Compulsory Attendance Age
6–15 years old
Estimated Number of Homeschoolers
2,100 children
Legal Status
According to the new Education Act, compulsory education can be fulfilled in the form of individual/homeschooling, performed without the pupil’s regular attendance of formal classes. A permit for individual schooling is given by the headteacher of the school where the pupil was enrolled based on a written application by a legal representative of the pupil. Homeschooling is only permitted for pupils at the primary level of education, but it has been pilot-tested at the lower secondary level since the 2007–08 school year.
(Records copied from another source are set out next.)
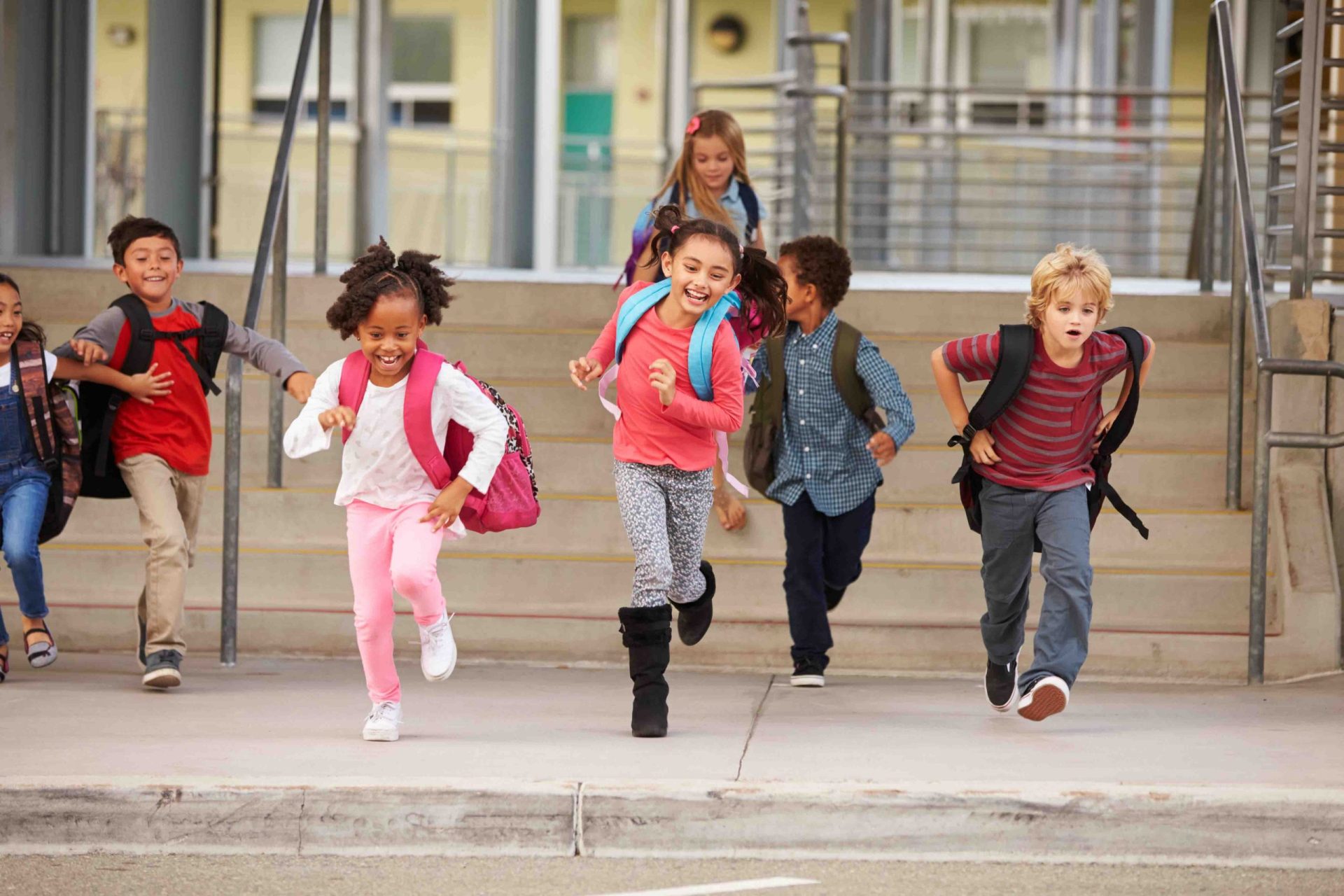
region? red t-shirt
[942,330,1152,491]
[108,305,211,475]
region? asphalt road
[0,855,1344,896]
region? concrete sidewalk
[0,650,1344,868]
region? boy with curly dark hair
[55,216,314,688]
[752,237,916,688]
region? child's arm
[855,337,919,466]
[54,357,172,405]
[285,361,338,458]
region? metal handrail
[219,0,330,666]
[1200,0,1344,684]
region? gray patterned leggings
[612,461,714,607]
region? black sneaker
[985,657,1017,712]
[140,650,181,688]
[789,659,827,688]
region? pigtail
[738,248,789,339]
[396,248,453,323]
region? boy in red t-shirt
[932,244,1153,722]
[55,216,314,688]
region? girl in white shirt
[285,241,508,740]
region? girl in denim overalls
[0,274,172,681]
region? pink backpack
[337,342,542,532]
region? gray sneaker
[140,650,181,688]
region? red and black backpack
[948,323,1148,551]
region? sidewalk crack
[732,674,774,780]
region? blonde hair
[1027,243,1116,329]
[654,108,751,228]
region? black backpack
[948,323,1148,551]
[79,295,228,498]
[742,321,886,494]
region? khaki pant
[117,454,206,655]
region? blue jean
[980,481,1093,692]
[0,458,51,645]
[783,491,878,669]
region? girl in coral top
[570,206,788,738]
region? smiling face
[111,237,181,305]
[0,284,23,365]
[691,137,732,196]
[355,293,428,386]
[662,234,742,326]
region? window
[251,15,457,127]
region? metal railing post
[266,183,289,489]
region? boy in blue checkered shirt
[754,237,916,688]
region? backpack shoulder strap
[1097,326,1148,456]
[970,323,1036,431]
[615,279,672,363]
[336,351,371,442]
[109,293,155,376]
[687,290,742,402]
[402,342,453,489]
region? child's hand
[317,405,355,433]
[570,357,602,392]
[70,339,108,367]
[649,357,676,407]
[867,433,897,466]
[1093,407,1119,451]
[285,371,317,405]
[126,363,172,405]
[421,479,468,532]
[970,430,1000,466]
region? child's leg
[980,481,1046,665]
[783,491,833,669]
[391,501,446,626]
[1020,485,1093,692]
[612,461,672,607]
[659,468,714,603]
[117,454,193,654]
[345,501,402,703]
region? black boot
[620,605,672,738]
[673,560,714,646]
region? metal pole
[313,3,332,274]
[1246,371,1274,685]
[266,178,289,489]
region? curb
[0,778,1344,868]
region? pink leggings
[345,501,445,703]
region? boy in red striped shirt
[932,244,1153,722]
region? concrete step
[15,541,1252,680]
[210,430,1252,510]
[52,488,1250,570]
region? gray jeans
[612,461,714,607]
[980,481,1091,690]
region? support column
[532,0,562,272]
[0,0,92,255]
[354,0,391,253]
[145,0,210,258]
[491,0,545,267]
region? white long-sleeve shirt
[285,360,508,535]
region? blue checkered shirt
[754,312,916,516]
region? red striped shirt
[942,330,1148,491]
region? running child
[570,206,788,738]
[932,244,1153,722]
[285,241,508,740]
[0,274,172,681]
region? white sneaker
[1017,676,1068,722]
[419,612,457,681]
[364,703,402,740]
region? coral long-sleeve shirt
[589,282,742,470]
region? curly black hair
[780,237,853,307]
[327,237,453,339]
[653,206,789,337]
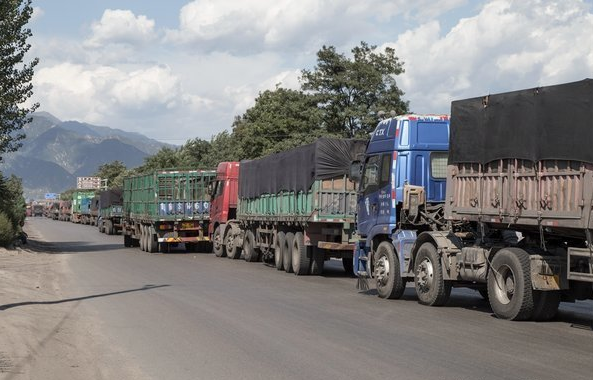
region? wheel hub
[494,265,515,305]
[375,256,389,285]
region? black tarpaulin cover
[449,79,593,164]
[99,189,123,208]
[239,138,366,198]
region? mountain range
[0,112,170,199]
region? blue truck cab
[354,115,449,298]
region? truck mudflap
[157,236,210,243]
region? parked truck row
[44,79,593,320]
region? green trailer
[214,138,366,275]
[71,190,95,224]
[122,170,216,252]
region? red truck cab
[208,162,239,238]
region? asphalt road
[23,218,593,380]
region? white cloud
[29,7,45,22]
[166,0,467,54]
[33,63,212,137]
[85,9,156,47]
[386,0,593,112]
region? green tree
[233,87,327,159]
[301,42,408,137]
[0,0,39,160]
[94,160,127,188]
[0,173,27,239]
[178,138,210,168]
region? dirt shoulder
[0,221,145,380]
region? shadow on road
[0,285,171,311]
[359,285,593,330]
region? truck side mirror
[348,161,362,182]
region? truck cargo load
[123,170,216,252]
[211,138,366,275]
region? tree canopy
[0,0,39,160]
[94,160,128,188]
[302,42,408,137]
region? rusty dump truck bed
[445,79,593,236]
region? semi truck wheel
[147,225,159,253]
[212,226,226,257]
[373,241,406,299]
[274,231,286,270]
[488,247,534,321]
[414,243,451,306]
[531,290,560,321]
[291,231,311,276]
[282,232,294,273]
[243,230,259,263]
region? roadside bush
[0,211,15,247]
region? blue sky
[30,0,593,144]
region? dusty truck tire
[488,247,534,321]
[243,230,259,263]
[373,241,406,299]
[414,243,451,306]
[291,231,311,276]
[282,232,294,273]
[212,226,226,257]
[274,232,286,270]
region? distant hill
[0,112,170,198]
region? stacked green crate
[123,170,216,221]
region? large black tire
[147,225,159,253]
[282,232,294,273]
[291,231,311,276]
[274,231,286,270]
[212,226,226,257]
[478,288,488,301]
[311,247,325,276]
[531,290,561,321]
[488,247,534,321]
[414,243,451,306]
[373,241,406,299]
[124,235,132,248]
[243,230,259,263]
[342,257,354,276]
[224,227,241,260]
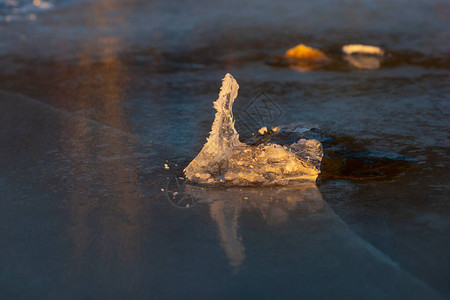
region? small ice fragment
[286,44,328,60]
[342,44,384,56]
[342,44,385,70]
[258,127,267,135]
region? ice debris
[184,74,323,186]
[342,44,385,70]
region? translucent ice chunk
[184,74,323,185]
[342,44,385,70]
[342,44,384,56]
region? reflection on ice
[185,183,327,267]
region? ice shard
[342,44,386,70]
[184,74,323,186]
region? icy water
[0,0,450,299]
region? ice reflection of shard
[187,183,327,267]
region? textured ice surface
[184,74,322,185]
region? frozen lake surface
[0,0,450,299]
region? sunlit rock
[184,74,323,185]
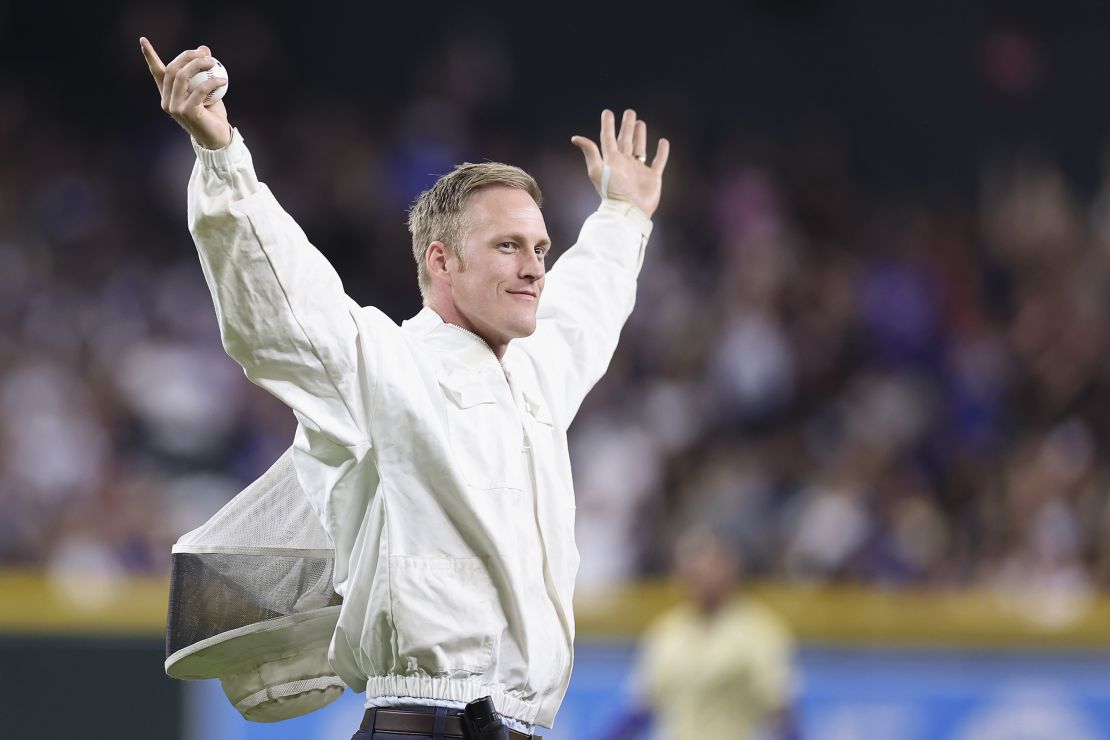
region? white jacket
[189,131,652,727]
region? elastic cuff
[598,197,652,236]
[190,126,246,171]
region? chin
[512,316,536,339]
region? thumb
[571,136,603,173]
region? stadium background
[0,0,1110,740]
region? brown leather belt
[359,709,533,740]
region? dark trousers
[351,707,462,740]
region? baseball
[189,59,228,105]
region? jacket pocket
[440,375,522,489]
[390,556,506,678]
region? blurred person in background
[140,31,668,740]
[606,528,798,740]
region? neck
[424,301,508,363]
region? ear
[424,241,454,282]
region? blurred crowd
[0,15,1110,612]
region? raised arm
[140,39,374,464]
[517,110,670,426]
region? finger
[139,36,165,90]
[617,108,636,154]
[632,121,647,158]
[571,136,604,175]
[170,57,215,111]
[652,139,670,174]
[181,77,228,110]
[162,49,200,110]
[599,108,619,158]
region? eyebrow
[494,234,552,250]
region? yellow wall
[0,570,1110,648]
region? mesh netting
[165,553,341,657]
[165,452,341,657]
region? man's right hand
[139,37,231,149]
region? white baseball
[189,59,228,105]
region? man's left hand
[571,109,670,217]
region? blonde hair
[408,162,544,300]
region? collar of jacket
[401,306,503,372]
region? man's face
[451,186,551,354]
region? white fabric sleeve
[189,131,374,452]
[516,199,652,429]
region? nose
[521,250,546,281]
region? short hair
[408,162,544,301]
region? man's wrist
[191,123,235,152]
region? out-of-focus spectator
[609,529,795,740]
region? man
[140,39,669,740]
[608,529,796,740]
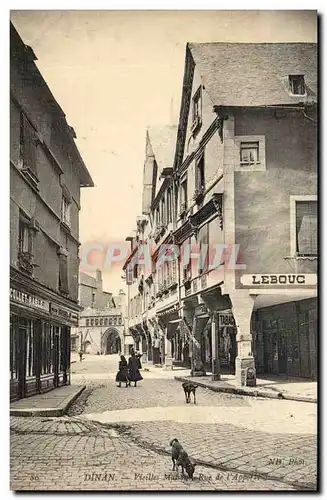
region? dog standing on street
[170,438,195,479]
[182,382,198,404]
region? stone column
[230,290,255,387]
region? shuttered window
[59,255,69,294]
[296,201,317,256]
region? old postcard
[10,10,319,492]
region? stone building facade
[125,43,318,385]
[10,24,93,399]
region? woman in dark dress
[116,356,129,387]
[128,353,143,387]
[135,352,142,370]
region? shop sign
[10,288,50,312]
[50,305,78,323]
[218,312,235,328]
[241,274,317,286]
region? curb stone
[174,376,317,404]
[98,422,317,491]
[10,385,86,417]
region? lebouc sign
[241,274,317,286]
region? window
[180,179,187,210]
[195,153,205,191]
[71,337,77,351]
[235,135,266,172]
[295,201,317,257]
[156,207,160,227]
[198,224,209,274]
[289,75,306,95]
[192,87,202,128]
[61,196,70,226]
[18,213,36,274]
[20,113,39,183]
[290,195,318,258]
[126,264,133,285]
[161,197,166,224]
[58,248,69,295]
[240,141,259,165]
[26,320,35,377]
[181,238,192,280]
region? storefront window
[59,327,65,372]
[26,320,35,377]
[41,323,53,375]
[10,316,18,379]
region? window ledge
[240,161,261,167]
[61,220,71,233]
[284,255,318,260]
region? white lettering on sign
[218,313,235,327]
[241,274,317,286]
[10,288,50,312]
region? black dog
[170,439,195,479]
[182,382,197,404]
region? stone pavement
[174,375,317,403]
[10,417,294,491]
[10,385,85,417]
[11,356,317,491]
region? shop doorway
[263,319,287,375]
[102,328,121,354]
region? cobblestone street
[11,356,316,490]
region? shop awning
[157,302,181,318]
[124,335,134,345]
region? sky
[11,10,317,293]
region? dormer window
[288,75,305,95]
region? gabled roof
[147,125,177,173]
[187,43,317,106]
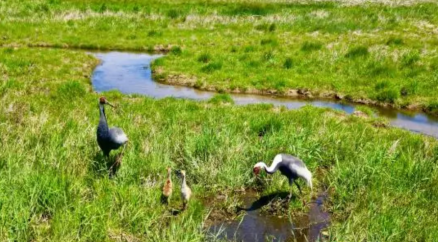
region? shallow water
[208,191,330,242]
[92,52,438,138]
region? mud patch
[206,191,330,242]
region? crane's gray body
[97,104,128,156]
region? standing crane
[253,154,312,199]
[97,97,128,169]
[180,170,192,210]
[161,167,173,204]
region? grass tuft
[345,46,369,59]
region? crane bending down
[97,97,128,168]
[253,154,312,199]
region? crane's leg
[294,181,303,195]
[287,179,294,202]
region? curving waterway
[91,52,438,138]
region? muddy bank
[205,190,330,242]
[152,68,432,116]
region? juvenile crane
[180,170,192,210]
[162,167,173,204]
[97,97,128,166]
[253,154,312,199]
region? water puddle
[208,191,330,242]
[92,52,438,138]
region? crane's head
[99,97,114,107]
[252,162,264,176]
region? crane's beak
[105,101,114,108]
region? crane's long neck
[167,172,172,181]
[99,104,108,132]
[181,175,187,189]
[256,155,283,174]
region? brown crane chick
[161,167,173,204]
[181,170,192,210]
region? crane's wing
[109,127,128,145]
[281,154,307,169]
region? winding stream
[91,52,438,241]
[92,52,438,138]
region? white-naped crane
[97,97,128,168]
[253,154,312,199]
[161,167,173,204]
[180,170,192,210]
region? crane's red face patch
[99,97,106,104]
[252,166,260,176]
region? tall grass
[0,48,438,241]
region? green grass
[0,0,438,110]
[0,0,438,241]
[0,48,438,241]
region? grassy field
[0,0,438,241]
[0,0,438,112]
[0,48,438,241]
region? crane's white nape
[254,154,283,173]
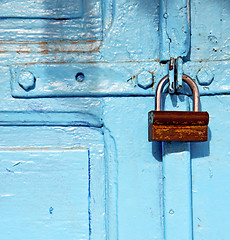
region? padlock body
[148,111,209,142]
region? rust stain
[13,60,157,66]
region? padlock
[148,74,209,142]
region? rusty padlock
[148,74,209,142]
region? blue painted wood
[0,0,230,240]
[0,0,84,19]
[162,95,193,240]
[0,148,90,240]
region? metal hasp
[148,74,209,142]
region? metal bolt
[75,72,85,82]
[18,71,36,91]
[137,70,153,89]
[196,68,214,86]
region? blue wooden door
[0,0,230,240]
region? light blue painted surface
[162,95,193,240]
[0,148,90,240]
[0,0,230,240]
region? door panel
[0,126,106,240]
[0,147,90,240]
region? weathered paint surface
[0,0,230,240]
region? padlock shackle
[156,74,200,112]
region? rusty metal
[156,74,200,112]
[148,74,209,142]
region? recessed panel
[0,149,89,240]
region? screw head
[137,70,153,89]
[18,71,36,91]
[196,68,214,86]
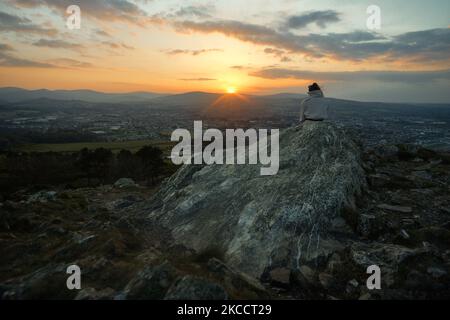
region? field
[15,140,174,154]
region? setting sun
[227,87,236,94]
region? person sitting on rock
[300,82,328,123]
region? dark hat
[308,82,320,92]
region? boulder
[164,275,228,300]
[123,262,177,300]
[114,178,137,188]
[144,121,366,278]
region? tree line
[0,146,174,195]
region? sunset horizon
[0,0,450,103]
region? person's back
[300,83,329,122]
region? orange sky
[0,0,450,100]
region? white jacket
[300,90,329,122]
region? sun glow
[227,87,236,94]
Homeschooled students have the same rights to the use of teaching aids as other pupils and may participate in school events. The course of his/her individual education depends on agreement with the leaders of the school, provided that legal conditions are observed. The school offers methodological assistance to parents (working out the curriculum and choosing textbooks), organizes meetings with parents, keeps records on the pupil, and invites the pupil twice a year for testing.
Children may be educated individually by persons who have completed their secondary education, which usually means parents or, less commonly, grandparents. It is also possible to hire a teacher. Some families opt for traditional didactic approaches while others make use of the opportunity to teach at home “in a different manner”, understanding education as a matter of lifestyle. Families involved in the Association for Home Schooling often turn to shared experience as an important influence on their chosen form of homeschooling.
The reasons why families choose to homeschool vary. There may be a problem with the accessibility of the school, bad experiences with schools or groups of children on the part of the parents, varying lifestyle or religious beliefs, concern for the child, a child’s disability, efforts to protect the child from social or health risks, or distrust. Although parents who choose homeschooling are usually satisfied with the experience, it is a rather marginal alternative in the Czech Republic.